Question

A thin conducting rod MN of mass 20 gm, length 25 cm, and resistance 10 Ω are held on frictionless, long, perfectly conducting vertical rails as shown in the figure. There is a uniform magnetic field 𝐵₀ = 4 T directed perpendicular to the plane of the rod-rail arrangement. The rod is released from rest at time 𝑡 = 0 and it moves down along the rails. Assume air drag is negligible.

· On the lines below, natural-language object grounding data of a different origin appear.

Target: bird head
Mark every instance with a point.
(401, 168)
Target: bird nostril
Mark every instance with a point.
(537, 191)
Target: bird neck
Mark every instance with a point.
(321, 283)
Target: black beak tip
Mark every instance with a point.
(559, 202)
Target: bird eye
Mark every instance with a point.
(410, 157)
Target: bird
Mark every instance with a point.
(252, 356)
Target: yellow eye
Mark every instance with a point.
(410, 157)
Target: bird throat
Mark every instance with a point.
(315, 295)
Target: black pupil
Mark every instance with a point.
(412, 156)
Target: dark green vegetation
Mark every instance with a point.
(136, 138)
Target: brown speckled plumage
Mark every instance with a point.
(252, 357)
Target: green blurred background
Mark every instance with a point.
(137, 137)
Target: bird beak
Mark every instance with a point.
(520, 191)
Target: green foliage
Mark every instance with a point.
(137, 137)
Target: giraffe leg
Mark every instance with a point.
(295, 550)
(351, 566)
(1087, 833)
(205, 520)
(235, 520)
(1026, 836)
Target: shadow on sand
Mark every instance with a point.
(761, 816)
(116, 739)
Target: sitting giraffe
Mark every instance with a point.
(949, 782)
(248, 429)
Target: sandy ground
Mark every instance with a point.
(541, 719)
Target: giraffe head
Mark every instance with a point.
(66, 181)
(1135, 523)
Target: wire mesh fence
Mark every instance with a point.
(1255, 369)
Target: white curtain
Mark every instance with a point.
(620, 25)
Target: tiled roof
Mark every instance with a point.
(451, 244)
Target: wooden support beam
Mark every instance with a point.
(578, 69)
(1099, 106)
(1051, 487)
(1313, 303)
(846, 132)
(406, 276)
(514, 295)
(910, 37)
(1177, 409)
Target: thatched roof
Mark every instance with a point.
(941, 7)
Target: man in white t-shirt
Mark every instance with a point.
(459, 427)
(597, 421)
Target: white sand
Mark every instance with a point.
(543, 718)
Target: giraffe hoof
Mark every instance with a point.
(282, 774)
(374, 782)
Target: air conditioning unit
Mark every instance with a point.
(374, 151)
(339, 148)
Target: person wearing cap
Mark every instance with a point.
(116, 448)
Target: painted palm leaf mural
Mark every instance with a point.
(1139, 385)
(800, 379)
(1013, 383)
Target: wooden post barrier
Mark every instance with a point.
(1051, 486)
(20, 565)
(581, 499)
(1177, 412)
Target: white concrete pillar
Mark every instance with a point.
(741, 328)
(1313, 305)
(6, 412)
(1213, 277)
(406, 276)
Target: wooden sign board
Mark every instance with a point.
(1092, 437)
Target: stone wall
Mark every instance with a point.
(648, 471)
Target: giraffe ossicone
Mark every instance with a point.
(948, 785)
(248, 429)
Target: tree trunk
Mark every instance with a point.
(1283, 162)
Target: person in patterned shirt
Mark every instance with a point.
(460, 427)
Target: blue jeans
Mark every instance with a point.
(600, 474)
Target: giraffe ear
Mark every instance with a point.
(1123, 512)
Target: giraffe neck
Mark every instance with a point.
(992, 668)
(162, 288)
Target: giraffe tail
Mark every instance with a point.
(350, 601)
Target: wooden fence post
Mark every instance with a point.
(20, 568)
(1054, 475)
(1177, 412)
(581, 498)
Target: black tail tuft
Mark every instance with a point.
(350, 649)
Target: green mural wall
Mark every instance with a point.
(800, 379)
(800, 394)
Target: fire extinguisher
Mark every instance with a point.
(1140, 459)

Match each quantity in List-I with an appropriate value from List-II, and choose the correct option. 
[Given: The acceleration due to gravity 𝑔 = 10 m s⁻² and 𝑒⁻¹ = 0.4]

List I		List II
(P)	At 𝑡 = 0.2 s, the magnitude of the induced emf in Volt	(1)	0.07
(Q)	At 𝑡 = 0.2 s, the magnitude of the magnetic force in Newton	(2)	0.14
(R)	At 𝑡 = 0.2 s, the power dissipated as heat in Watt	(3)	1.20
(S)	The magnitude of terminal velocity of the rod in m s−1	(4)	0.12
		(5)	2.00

 

• A. P$\rightarrow$5, Q$\rightarrow$2, R$\rightarrow$3, S$\rightarrow$1
• B. P$\rightarrow$3, Q$\rightarrow$1, R$\rightarrow$4, S$\rightarrow$5
• C. P$\rightarrow$4, Q$\rightarrow$3, R$\rightarrow$1, S$\rightarrow$2
• D. P$\rightarrow$3, Q$\rightarrow$4, R$\rightarrow$2, S$\rightarrow$5

Answer 1

The Correct Option is D

Induced emf = $\varepsilon=Blv$
Induced current = $i=\frac{\varepsilon}{R}=\frac{Blv}{R}$
$\Rightarrow mg-ilB=ma$
$\Rightarrow mg-\frac{B^2l^2v}{R}=m\frac{dv}{dt}$
$\Rightarrow \frac{dv}{mg-\frac{B^2l^2v}{R}}=\frac{dt}{m}$
$\Rightarrow \frac{mg-\frac{B^2l^2v}{R}}{mg}=e^{\frac{-{B^2l^2}}{mR}t}$
$\Rightarrow v=2[1-e^{-5t}]$
At t = 0.2s, v = $2[1-\frac{1}{e}]$
$\Rightarrow \varepsilon=Bl\times 2[1-\frac{1}{e}]$=1.2 volt.
Magnetic force = $ilB$ = 0.12N
The power dissipated = 0.144W
Terminal velocity = 2 m/s